Federal prosecutors said that Merck Serono and EMD Serono allegedly made inappropriate payments to hundreds of doctors for prescribing its multiple sclerosis drug, Rebif, between 2002 and 2009. Merck Serono paid to send doctors to various training meetings and conferences at upscale resorts and other locations, according to the Department of Justice.
Of course, while agreeing to pay out the money, the company denies everything:
The company pointed out in a statement: 'the settlement contains no claims that unnecessary prescriptions for Rebif were written, no allegations of patient harm and no admission of fault by the company.'
One wonders whether $44 million is now such a trivial amount to a large health care corporation that companies are willing to pay so much just to avoid the inconvenience of a trial?
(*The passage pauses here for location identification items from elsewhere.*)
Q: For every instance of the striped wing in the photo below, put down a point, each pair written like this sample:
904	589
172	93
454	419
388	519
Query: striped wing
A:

Or did perhaps the company leadership worry it might lose this trial?
Note that regardless of the above company statement, the US Department of Justice asserted that the company made "improper payments" to physicians "For prescribing its drugs." So, unlike some of the many settlements we have discussed which involved only financial improprieties, this one allegedly involved actions that corrupted physicians.
As we have noted previously, Transparency International defines corruption as "abuse of entrusted power for private gain." Physicians are entrusted to make decisions for individual patients for the patients' good. Accepting payments from a drug company to prescribe a particular good appear to be an abuse of such entrusted power, obviously for private gain. So the sorts of behavior that allegedly resulted in this settlement are particularly pernicious for medical professionalism, as well as for the good of patients.
Nonetheless, despite protestations that they are going to get tough, US law enforcement seems unwilling to hold any individual accountable for this sort of behavior. Granting individual impunity, though, seems to provide no deterrent against future bad behavior.
For example, as we noted here, Merck KGaA had to pay a settlement last year of claims that its previous subsidiary, Mylan, reported falsely inflated claims. That legal action also imposed no negative consequences on individuals. This legal action had been in the works since at least 2007, but as noted above, the actions that lead to the current settlement continued through 2009.
So, to repeat, repeat, repeat: we will not deter unethical behavior by health care organizations until the people who authorize, direct or implement bad behavior fear some meaningfully negative consequences. Real health care reform needs to make health care leaders accountable, and especially accountable for the bad behavior that helped make them rich.